Karl5766 commented 2 months ago

This more complicated than I thought, for pytest whenever fakefs_tmp is used it seems that the global pathlib.Path class is mocked by a pyfakefs' fake_pathlib.FakePathlibPathModule object, which causes issues since UPath.__init__() uses some hacks to get its superclass Path to initialize a new UPath instance. This will throw a TypeError with the following code I added to e.g. test_generate_inputs.py

def test_upath(fakefs_tmpdir: Path):
    from upath import UPath
    UPath('/some/linux/path')  # raises an exception where this shouldn't

Any idea how to resolve this issue?

I also see many tests failing with Data generation is extremely slow: Only produced 9 valid examples in 1.02 seconds (5 invalid ones and 0 exceeded maximum size).

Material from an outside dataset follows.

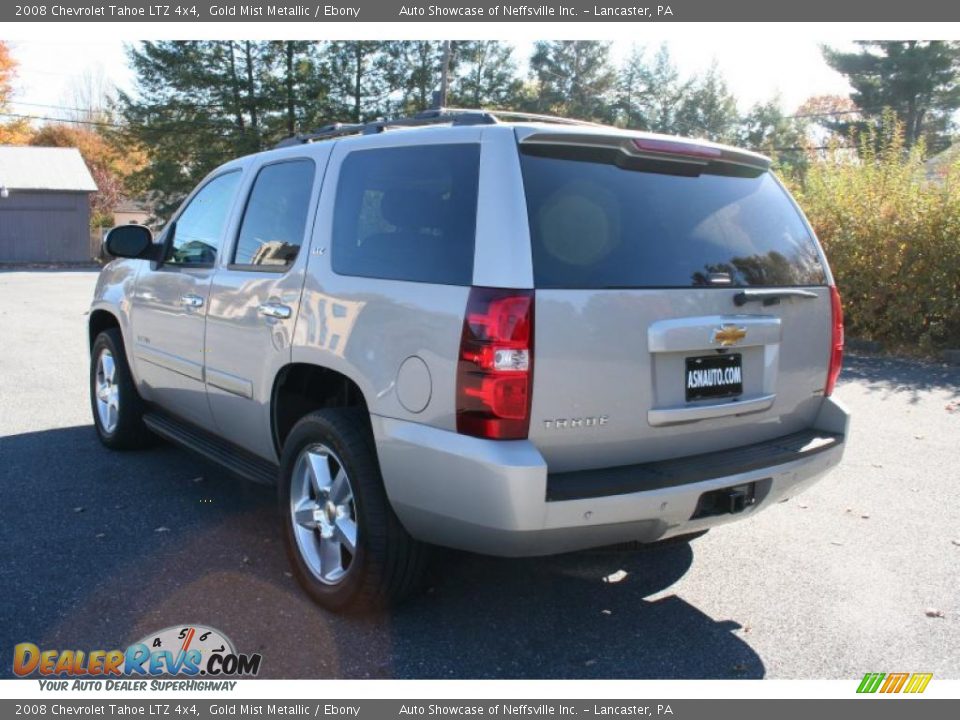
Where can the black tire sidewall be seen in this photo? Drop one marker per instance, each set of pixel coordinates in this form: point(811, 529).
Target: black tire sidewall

Try decrea…, is this expected? This happens when I run (OS: on both Windows and WSL)

poetry run poe test -n 6 -m "not docker"

Edit: Note this problem only exists if we have replaced all Path as UPath in the pybids repo. I'm also opening a PR for changes allowing the repo to support UPath.

pvandyken commented 1 month ago

This more complicated than I thought, for pytest whenever fakefs_tmp is used it seems that the global pathlib.Path class is mocked by a pyfakefs' fake_pathlib.FakePathlibPathModule object, which causes issues since UPath.init() uses some hacks to get its superclass Path to initialize a new UPath instance. This will throw a TypeError with the following code I added to e.g. test_generate_inputs.py

I wouldn't test with UPath specifically. At most, just make a very light subclass of Path that doesn't change anything (actually, Path itself has some "hacks" so subclassing it may not be straightforward. Python 3.12 introduces the with_segments method that makes this much easier, so possibly just run the test in python 3.12 and higher.

I also see many tests failing with Data generation is extremely slow: Only produced 9 valid examples in 1.02 seconds (5 invalid ones and 0 exceeded maximum size). Try decrea…, is this expected? This happens when I run (OS: on both Windows and WSL)

Unfortunately this is rather normal. On the gh-actions testing I have all the time limits disabled so it doesn't pop up. At some point it probably would be good to go through and address some of these more specifically, but it's not high priority. For now, I recommend not running the entire test suite on your machine but just the tests you need, and let the rest run on the server.

Karl5766 commented 1 month ago

Closing this issue as PR has been merged.